Section of Plant Breeding and Genetics, School of Integrative Plant Sciences, College of Agriculture and Life Sciences, Cornell University, Ithaca, NY, 14853, USA.
International Institute of Tropical Agriculture (IITA), PMB 5320, Oyo Road, Ibadan, Nigeria.
Genet Sel Evol. 2017 Dec 4;49(1):88. doi: 10.1186/s12711-017-0361-y.
Genomic selection (GS) promises to accelerate genetic gain in plant breeding programs especially for crop species such as cassava that have long breeding cycles. Practically, to implement GS in cassava breeding, it is necessary to evaluate different GS models and to develop suitable models for an optimized breeding pipeline. In this paper, we compared (1) prediction accuracies from a single-trait (uT) and a multi-trait (MT) mixed model for a single-environment genetic evaluation (Scenario 1), and (2) accuracies from a compound symmetric multi-environment model (uE) parameterized as a univariate multi-kernel model to a multivariate (ME) multi-environment mixed model that accounts for genotype-by-environment interaction for multi-environment genetic evaluation (Scenario 2). For these analyses, we used 16 years of public cassava breeding data for six target cassava traits and a fivefold cross-validation scheme with 10-repeat cycles to assess model prediction accuracies.
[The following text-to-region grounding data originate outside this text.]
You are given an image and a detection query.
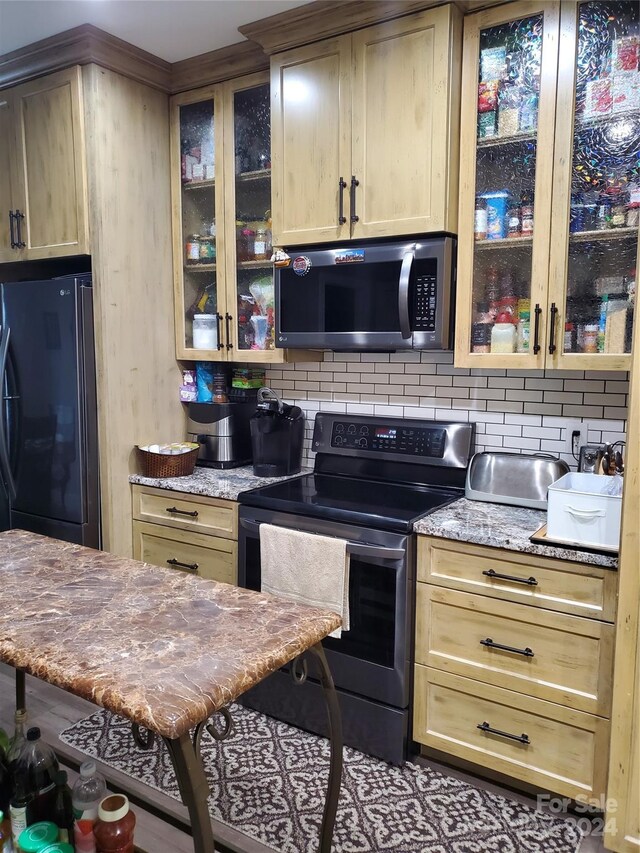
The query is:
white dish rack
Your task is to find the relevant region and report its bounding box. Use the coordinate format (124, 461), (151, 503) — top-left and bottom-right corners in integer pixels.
(547, 472), (622, 552)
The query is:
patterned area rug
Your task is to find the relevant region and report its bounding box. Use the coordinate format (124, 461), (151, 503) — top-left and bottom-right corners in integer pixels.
(60, 704), (583, 853)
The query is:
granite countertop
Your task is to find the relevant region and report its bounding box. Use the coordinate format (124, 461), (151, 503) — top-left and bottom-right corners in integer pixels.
(413, 498), (618, 569)
(0, 530), (340, 739)
(129, 465), (310, 502)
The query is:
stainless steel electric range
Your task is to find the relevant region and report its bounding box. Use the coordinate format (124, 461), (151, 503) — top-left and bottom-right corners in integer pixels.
(238, 412), (474, 765)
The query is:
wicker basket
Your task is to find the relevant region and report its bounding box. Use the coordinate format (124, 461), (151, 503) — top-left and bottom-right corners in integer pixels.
(136, 445), (199, 478)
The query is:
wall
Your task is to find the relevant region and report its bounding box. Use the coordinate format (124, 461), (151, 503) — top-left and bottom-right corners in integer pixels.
(265, 352), (629, 468)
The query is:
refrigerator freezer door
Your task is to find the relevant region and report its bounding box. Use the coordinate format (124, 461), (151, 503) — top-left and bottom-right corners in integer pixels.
(2, 278), (90, 526)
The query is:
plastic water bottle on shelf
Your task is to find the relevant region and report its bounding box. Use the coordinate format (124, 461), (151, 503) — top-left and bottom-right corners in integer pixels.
(72, 761), (107, 853)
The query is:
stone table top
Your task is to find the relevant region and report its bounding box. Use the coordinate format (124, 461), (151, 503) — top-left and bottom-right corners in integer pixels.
(413, 498), (618, 569)
(0, 530), (340, 739)
(129, 465), (311, 502)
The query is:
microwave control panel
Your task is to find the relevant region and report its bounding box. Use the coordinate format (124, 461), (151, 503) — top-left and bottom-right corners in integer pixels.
(413, 273), (437, 331)
(330, 421), (445, 457)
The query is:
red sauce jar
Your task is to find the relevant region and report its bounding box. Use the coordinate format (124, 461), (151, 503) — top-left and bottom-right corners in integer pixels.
(94, 795), (136, 853)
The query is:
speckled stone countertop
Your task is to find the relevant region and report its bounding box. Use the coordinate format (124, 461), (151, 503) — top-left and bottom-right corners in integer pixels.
(413, 498), (618, 569)
(129, 465), (310, 501)
(0, 530), (340, 739)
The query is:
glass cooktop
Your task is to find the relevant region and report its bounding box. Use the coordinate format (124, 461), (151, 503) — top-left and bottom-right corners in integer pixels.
(239, 473), (462, 533)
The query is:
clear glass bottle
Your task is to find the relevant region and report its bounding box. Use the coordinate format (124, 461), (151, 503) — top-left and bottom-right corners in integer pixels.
(72, 761), (107, 853)
(490, 312), (517, 353)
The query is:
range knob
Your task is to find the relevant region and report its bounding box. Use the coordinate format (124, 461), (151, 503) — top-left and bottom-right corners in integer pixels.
(360, 426), (369, 435)
(357, 437), (368, 448)
(336, 423), (344, 433)
(347, 424), (356, 434)
(334, 435), (344, 446)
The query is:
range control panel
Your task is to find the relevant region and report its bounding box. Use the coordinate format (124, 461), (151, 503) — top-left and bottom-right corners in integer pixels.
(413, 273), (437, 331)
(330, 421), (446, 458)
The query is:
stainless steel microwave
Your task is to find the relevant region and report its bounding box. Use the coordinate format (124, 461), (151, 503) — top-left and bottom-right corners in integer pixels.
(275, 237), (455, 351)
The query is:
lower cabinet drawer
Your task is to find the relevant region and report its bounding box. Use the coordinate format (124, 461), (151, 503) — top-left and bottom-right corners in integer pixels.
(416, 584), (614, 717)
(414, 665), (610, 802)
(132, 485), (237, 539)
(132, 521), (237, 585)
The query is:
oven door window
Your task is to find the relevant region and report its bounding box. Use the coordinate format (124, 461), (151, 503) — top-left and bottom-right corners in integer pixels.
(243, 537), (398, 668)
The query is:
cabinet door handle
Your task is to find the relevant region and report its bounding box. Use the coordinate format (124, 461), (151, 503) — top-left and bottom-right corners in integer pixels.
(548, 302), (558, 354)
(338, 177), (347, 224)
(480, 637), (534, 657)
(532, 303), (542, 354)
(477, 721), (530, 745)
(350, 175), (360, 223)
(482, 568), (538, 586)
(167, 557), (199, 572)
(14, 210), (25, 249)
(8, 211), (16, 248)
(225, 313), (233, 350)
(215, 313), (223, 350)
(165, 506), (199, 518)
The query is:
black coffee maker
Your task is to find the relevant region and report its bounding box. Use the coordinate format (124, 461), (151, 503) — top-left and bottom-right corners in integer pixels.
(250, 388), (305, 477)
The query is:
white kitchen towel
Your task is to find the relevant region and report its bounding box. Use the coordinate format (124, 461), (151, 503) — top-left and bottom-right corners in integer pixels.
(259, 524), (349, 639)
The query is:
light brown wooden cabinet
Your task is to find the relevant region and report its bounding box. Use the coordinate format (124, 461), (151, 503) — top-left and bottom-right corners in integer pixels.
(455, 0), (639, 371)
(0, 67), (89, 262)
(170, 72), (314, 365)
(414, 535), (615, 802)
(132, 485), (238, 585)
(270, 5), (461, 246)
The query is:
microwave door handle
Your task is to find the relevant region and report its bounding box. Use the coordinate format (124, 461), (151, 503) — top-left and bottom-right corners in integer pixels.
(398, 251), (414, 339)
(239, 519), (404, 561)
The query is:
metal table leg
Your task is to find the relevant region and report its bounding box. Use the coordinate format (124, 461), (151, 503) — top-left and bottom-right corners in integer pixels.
(164, 732), (216, 853)
(305, 643), (343, 853)
(15, 668), (25, 712)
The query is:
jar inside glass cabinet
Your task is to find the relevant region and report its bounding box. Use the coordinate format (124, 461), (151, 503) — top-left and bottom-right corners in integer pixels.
(469, 14), (543, 355)
(562, 0), (638, 355)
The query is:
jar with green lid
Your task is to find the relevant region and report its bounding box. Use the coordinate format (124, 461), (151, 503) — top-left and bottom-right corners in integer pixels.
(40, 845), (74, 853)
(18, 821), (58, 851)
(198, 236), (216, 262)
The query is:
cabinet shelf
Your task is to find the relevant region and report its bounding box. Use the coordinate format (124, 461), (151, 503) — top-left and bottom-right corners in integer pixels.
(237, 169), (271, 183)
(476, 131), (536, 149)
(475, 235), (533, 250)
(182, 179), (215, 191)
(569, 227), (639, 244)
(575, 108), (640, 131)
(237, 259), (272, 269)
(184, 263), (216, 272)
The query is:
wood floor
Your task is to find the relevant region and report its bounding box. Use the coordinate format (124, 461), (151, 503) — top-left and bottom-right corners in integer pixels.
(0, 662), (606, 853)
In Scenario 1, the MT models had higher prediction accuracies than the uT models for all traits and locations analyzed, which amounted to on average a 40% improved prediction accuracy. For Scenario 2, we observed that the ME model had on average (across all locations and traits) a 12% improved prediction accuracy compared to the uE model.
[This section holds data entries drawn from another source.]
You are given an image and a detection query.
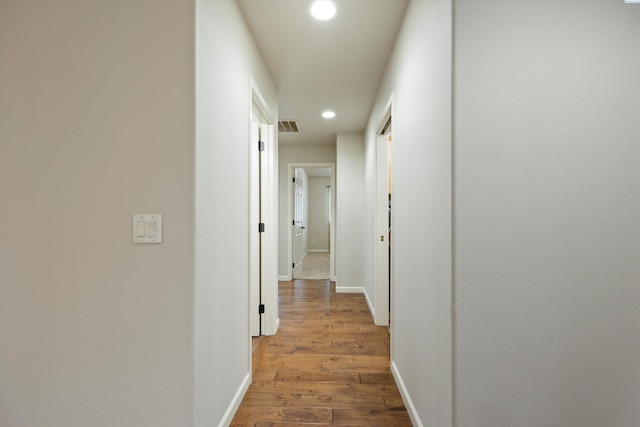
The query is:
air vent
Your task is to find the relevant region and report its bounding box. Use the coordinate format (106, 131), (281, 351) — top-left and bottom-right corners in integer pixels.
(278, 120), (301, 133)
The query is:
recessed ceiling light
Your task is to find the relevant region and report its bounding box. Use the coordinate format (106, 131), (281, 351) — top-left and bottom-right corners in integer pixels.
(310, 1), (336, 20)
(322, 111), (336, 119)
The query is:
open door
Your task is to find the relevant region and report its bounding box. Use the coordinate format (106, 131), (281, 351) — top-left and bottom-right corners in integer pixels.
(250, 121), (272, 336)
(249, 122), (261, 336)
(250, 81), (276, 337)
(287, 163), (336, 281)
(292, 168), (305, 278)
(374, 100), (392, 326)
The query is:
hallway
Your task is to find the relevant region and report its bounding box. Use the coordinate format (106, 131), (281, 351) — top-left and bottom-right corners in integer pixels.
(231, 280), (412, 426)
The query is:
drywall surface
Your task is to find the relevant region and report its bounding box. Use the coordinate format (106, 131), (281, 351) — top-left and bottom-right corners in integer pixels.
(365, 0), (453, 425)
(0, 1), (195, 426)
(194, 0), (276, 425)
(277, 144), (336, 277)
(453, 1), (640, 426)
(335, 133), (365, 291)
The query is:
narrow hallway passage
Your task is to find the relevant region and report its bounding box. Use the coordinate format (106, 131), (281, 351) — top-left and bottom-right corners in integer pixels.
(231, 280), (412, 426)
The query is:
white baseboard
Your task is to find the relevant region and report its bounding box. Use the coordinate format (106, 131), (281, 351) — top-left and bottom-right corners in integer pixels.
(307, 249), (329, 253)
(391, 360), (423, 427)
(364, 288), (376, 319)
(278, 275), (291, 281)
(335, 286), (364, 294)
(218, 372), (251, 427)
(262, 316), (280, 336)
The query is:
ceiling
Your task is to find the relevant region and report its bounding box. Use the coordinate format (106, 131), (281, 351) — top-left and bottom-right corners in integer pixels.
(238, 0), (408, 145)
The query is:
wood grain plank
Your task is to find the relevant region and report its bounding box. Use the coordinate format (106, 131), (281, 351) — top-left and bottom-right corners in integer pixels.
(231, 407), (332, 425)
(332, 408), (413, 426)
(241, 389), (386, 410)
(231, 280), (410, 426)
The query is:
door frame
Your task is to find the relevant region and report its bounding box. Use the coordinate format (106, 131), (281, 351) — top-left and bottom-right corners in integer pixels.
(249, 80), (278, 338)
(373, 96), (393, 326)
(286, 162), (336, 281)
(291, 167), (307, 279)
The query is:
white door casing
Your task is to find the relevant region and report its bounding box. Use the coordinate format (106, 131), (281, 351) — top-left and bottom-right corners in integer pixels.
(260, 122), (279, 336)
(374, 97), (392, 326)
(250, 81), (278, 337)
(249, 121), (260, 336)
(259, 123), (269, 334)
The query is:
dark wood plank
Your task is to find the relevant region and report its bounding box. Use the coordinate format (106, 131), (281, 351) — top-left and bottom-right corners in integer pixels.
(332, 408), (413, 426)
(274, 370), (360, 384)
(231, 407), (332, 425)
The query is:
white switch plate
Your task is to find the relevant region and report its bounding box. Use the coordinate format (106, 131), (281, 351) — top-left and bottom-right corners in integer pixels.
(132, 214), (162, 244)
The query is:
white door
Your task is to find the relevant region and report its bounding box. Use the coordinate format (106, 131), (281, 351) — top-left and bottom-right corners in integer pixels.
(292, 168), (305, 278)
(375, 128), (392, 326)
(259, 124), (269, 332)
(250, 121), (271, 336)
(249, 122), (260, 336)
We recommend the use of multivariate mixed models (MT and ME) for cassava genetic evaluation. These models may be useful for other plant species.
基因组选择 (GS) 有望加速植物育种计划的遗传增益,特别是对于木薯等具有长育种周期的作物物种。实际上,要在木薯育种中实施 GS,有必要评估不同的 GS 模型,并为优化的育种管道开发合适的模型。在本文中,我们比较了 (1) 单一性状 (uT) 和多性状 (MT) 混合模型在单一环境遗传评估中的预测准确性(情景 1),以及 (2) 多环境混合模型中复合对称多环境模型 (uE) 参数化为单变量多核模型与多环境混合模型 (ME) 的准确性,后者考虑了基因型-环境互作在多环境遗传评估中的作用(情景 2)。对于这些分析,我们使用了 16 年的公共木薯育种数据,用于六个目标木薯性状和五重交叉验证方案,具有 10 次重复周期,以评估模型预测准确性。
在情景 1 中,MT 模型对于所有分析的性状和地点都比 uT 模型具有更高的预测准确性,平均提高了 40%的预测准确性。对于情景 2,我们观察到 ME 模型与 uE 模型相比,平均(跨所有地点和性状)提高了 12%的预测准确性。
我们建议在木薯遗传评估中使用多变量混合模型 (MT 和 ME)。这些模型可能对其他植物物种有用。